Struggling is so…undignified.”
He didn't so much as blink at the snakes, which were all—down to the last—dead as belly-up goldfish.
Haniel slumbered, unaware, but the smoky scent of imps began to fill the air.
The stranger didn’t give any indication he smelled it. He lowered his chin, opening up his peripheral. His core sank slightly, balance settling.
She froze. The last time she’d seen someone do that, the practiced murderer hadn’t left a room until he’d dropped two dozen bodies.
He’s assessing, strategizing, and preparing.
His fingers worked the cap in his hands, wringing it like a kitchen towel, like a chicken's neck, like he couldn’t wait to get his hands on her.
The combination of eagerness and competence scared her.
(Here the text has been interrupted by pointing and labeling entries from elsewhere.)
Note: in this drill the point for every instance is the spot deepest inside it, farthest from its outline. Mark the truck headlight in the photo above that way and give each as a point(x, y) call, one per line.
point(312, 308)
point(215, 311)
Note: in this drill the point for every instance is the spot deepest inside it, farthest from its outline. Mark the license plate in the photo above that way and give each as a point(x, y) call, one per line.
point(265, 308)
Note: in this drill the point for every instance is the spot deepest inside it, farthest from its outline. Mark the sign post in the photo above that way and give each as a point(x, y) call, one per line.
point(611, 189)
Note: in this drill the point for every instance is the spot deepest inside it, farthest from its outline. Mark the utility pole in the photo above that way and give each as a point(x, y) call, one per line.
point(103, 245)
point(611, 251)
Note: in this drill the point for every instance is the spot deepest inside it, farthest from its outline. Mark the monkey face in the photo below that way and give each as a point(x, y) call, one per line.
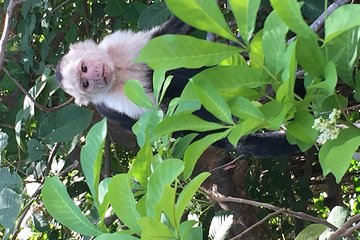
point(86, 71)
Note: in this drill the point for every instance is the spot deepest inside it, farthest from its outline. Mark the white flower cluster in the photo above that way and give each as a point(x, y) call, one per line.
point(327, 126)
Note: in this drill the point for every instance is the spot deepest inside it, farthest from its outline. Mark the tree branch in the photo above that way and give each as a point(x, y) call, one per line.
point(289, 212)
point(343, 231)
point(38, 105)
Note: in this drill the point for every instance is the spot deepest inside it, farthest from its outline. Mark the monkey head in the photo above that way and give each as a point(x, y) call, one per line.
point(85, 71)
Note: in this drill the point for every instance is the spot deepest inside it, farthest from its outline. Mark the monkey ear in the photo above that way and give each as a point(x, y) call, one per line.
point(87, 44)
point(81, 102)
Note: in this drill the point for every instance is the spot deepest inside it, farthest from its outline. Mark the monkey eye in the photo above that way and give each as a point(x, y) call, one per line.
point(85, 84)
point(83, 68)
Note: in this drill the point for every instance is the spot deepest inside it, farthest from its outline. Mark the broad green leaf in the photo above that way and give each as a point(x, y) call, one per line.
point(9, 179)
point(164, 174)
point(245, 14)
point(187, 194)
point(341, 20)
point(330, 81)
point(202, 14)
point(290, 13)
point(166, 205)
point(36, 149)
point(311, 232)
point(273, 42)
point(343, 51)
point(335, 155)
point(91, 157)
point(220, 225)
point(64, 124)
point(212, 101)
point(152, 229)
point(301, 127)
point(182, 145)
point(115, 236)
point(59, 204)
point(310, 56)
point(188, 231)
point(337, 217)
point(144, 127)
point(256, 52)
point(136, 93)
point(183, 122)
point(242, 128)
point(10, 203)
point(175, 51)
point(194, 151)
point(244, 109)
point(289, 66)
point(231, 81)
point(141, 166)
point(123, 202)
point(104, 201)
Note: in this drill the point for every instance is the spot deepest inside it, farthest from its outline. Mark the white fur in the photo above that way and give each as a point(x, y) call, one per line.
point(120, 50)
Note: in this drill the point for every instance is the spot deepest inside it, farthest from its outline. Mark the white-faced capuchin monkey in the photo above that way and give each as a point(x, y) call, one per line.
point(96, 73)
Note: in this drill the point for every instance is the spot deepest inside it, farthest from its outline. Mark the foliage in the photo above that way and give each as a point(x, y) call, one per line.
point(151, 198)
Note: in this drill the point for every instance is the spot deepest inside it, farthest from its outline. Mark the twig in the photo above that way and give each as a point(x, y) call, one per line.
point(6, 30)
point(38, 105)
point(345, 227)
point(318, 24)
point(262, 221)
point(289, 212)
The more proficient an assailant he was, the fewer chances she’d have to catch him by surprise.
The air hummed continually, and she finally realized what the sound was: the shuffle of a hundred feet whispered through the halls, like rats scrambling inside the walls. She was surrounded, trapped in a windowless room and the only door was behind a killer. And Haniel—the hapless imbecile—hadn’t even woken yet.
She raised her hand to the stranger. “Help me up.”
He chuckled, slapped his cap on his knee, and then plopped it back on his head. When he extended his elbow, she touched his forearm. No tricks. His skin wasn't as warm as she'd like. Hunger would affect his judgment.
She eyed the vampire, thinking his suspenders and the rope belt around his waist would make nice asps. He toed aside dead serpents as if he'd seen all her tricks a million times before. His arm braced her delicately, as if he was leading his elderly mother through the park, and not a hint of hostility rolled from him.
“Can I leave my slave here?” she said. “He hasn't had a wink of sleep for days. He's practically dead on his feet.”
The newcomer chortled as if she'd cracked a hilarious joke.
“Dead on his feet!” he echoed. “Better not leave him behind, sad to say, missus. Sister said to bring everyone together in the library, whether they be breathing or no. In fact, my brothers are stacking bones as we speak. If the slave be too sick to move, I'll be happy to have him carried about.”